Brain Stem Glioma - Childhood: Symptoms and Signs

Approved by the Cancer.Net Editorial Board, 11/2021

ON THIS PAGE: You will find out more about changes and other things that can signal a problem that may need medical care. Use the menu to see other pages.

Children with a brain stem glioma may experience the following symptoms or signs. Symptoms are changes that you can feel in your body. Signs are changes in something measured, like by taking your blood pressure or doing a lab test. Together, symptoms and signs can help describe a medical problem. Sometimes, children with a brain stem glioma do not have any of the symptoms and signs described below. Or, the cause of a symptom or sign may be a medical condition that is not a brain stem glioma.

  • Double vision or not being able to close the eyelids

  • Drooping of the face

  • Difficulty chewing and swallowing food

  • Weakness in the arms and legs, clumsiness or wobbliness, and difficulty walking

  • Difficulty talking

  • Headache

  • Vomiting

If you are concerned about any changes your child experiences, please talk with your child’s doctor. The doctor will ask how long and how often your child has been experiencing the symptom(s), in addition to other questions. This is to help figure out the cause of the problem, called a diagnosis.

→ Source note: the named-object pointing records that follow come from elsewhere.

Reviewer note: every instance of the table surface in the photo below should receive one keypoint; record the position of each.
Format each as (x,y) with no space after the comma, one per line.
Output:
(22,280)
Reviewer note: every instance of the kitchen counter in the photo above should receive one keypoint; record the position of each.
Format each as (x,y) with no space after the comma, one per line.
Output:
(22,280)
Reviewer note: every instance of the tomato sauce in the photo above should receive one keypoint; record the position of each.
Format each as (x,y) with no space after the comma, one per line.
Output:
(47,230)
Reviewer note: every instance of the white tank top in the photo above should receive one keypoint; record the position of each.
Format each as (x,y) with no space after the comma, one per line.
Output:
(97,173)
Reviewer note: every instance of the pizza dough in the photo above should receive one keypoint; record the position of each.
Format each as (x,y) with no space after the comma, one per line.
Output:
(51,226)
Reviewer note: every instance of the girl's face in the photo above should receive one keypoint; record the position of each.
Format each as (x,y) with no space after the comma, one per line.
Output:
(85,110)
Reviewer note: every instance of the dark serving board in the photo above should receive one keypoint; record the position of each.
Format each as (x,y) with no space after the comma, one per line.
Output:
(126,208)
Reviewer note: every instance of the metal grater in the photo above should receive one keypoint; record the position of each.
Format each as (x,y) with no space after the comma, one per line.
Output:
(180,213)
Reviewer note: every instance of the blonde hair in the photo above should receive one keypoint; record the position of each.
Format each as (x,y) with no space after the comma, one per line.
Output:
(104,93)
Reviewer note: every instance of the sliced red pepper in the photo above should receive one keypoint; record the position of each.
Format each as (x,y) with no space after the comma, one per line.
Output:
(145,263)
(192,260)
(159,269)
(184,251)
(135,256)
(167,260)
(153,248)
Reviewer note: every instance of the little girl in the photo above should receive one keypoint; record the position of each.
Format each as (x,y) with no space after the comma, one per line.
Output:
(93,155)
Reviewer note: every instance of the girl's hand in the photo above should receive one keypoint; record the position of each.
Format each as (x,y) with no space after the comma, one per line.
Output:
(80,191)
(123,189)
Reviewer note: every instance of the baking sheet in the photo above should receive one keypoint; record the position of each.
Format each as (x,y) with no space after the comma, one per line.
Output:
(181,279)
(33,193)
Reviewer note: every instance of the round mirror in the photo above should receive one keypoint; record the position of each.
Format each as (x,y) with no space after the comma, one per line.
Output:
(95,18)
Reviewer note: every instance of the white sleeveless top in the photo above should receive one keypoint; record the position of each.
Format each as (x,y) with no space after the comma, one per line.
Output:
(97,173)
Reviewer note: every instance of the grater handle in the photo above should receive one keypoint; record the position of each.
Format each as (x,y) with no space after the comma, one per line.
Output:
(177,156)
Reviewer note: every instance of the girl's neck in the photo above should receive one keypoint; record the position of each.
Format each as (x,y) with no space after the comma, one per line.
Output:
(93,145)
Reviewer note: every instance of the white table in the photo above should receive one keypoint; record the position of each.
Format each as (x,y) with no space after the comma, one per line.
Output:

If brain stem glioma is diagnosed, relieving symptoms remains an important part of care and treatment. Managing symptoms may also be called "palliative care" or "supportive care." It is often started soon after diagnosis and continued throughout treatment. Be sure to talk with your child's health care team about the symptoms your child experiences, including any new symptoms or a change in symptoms.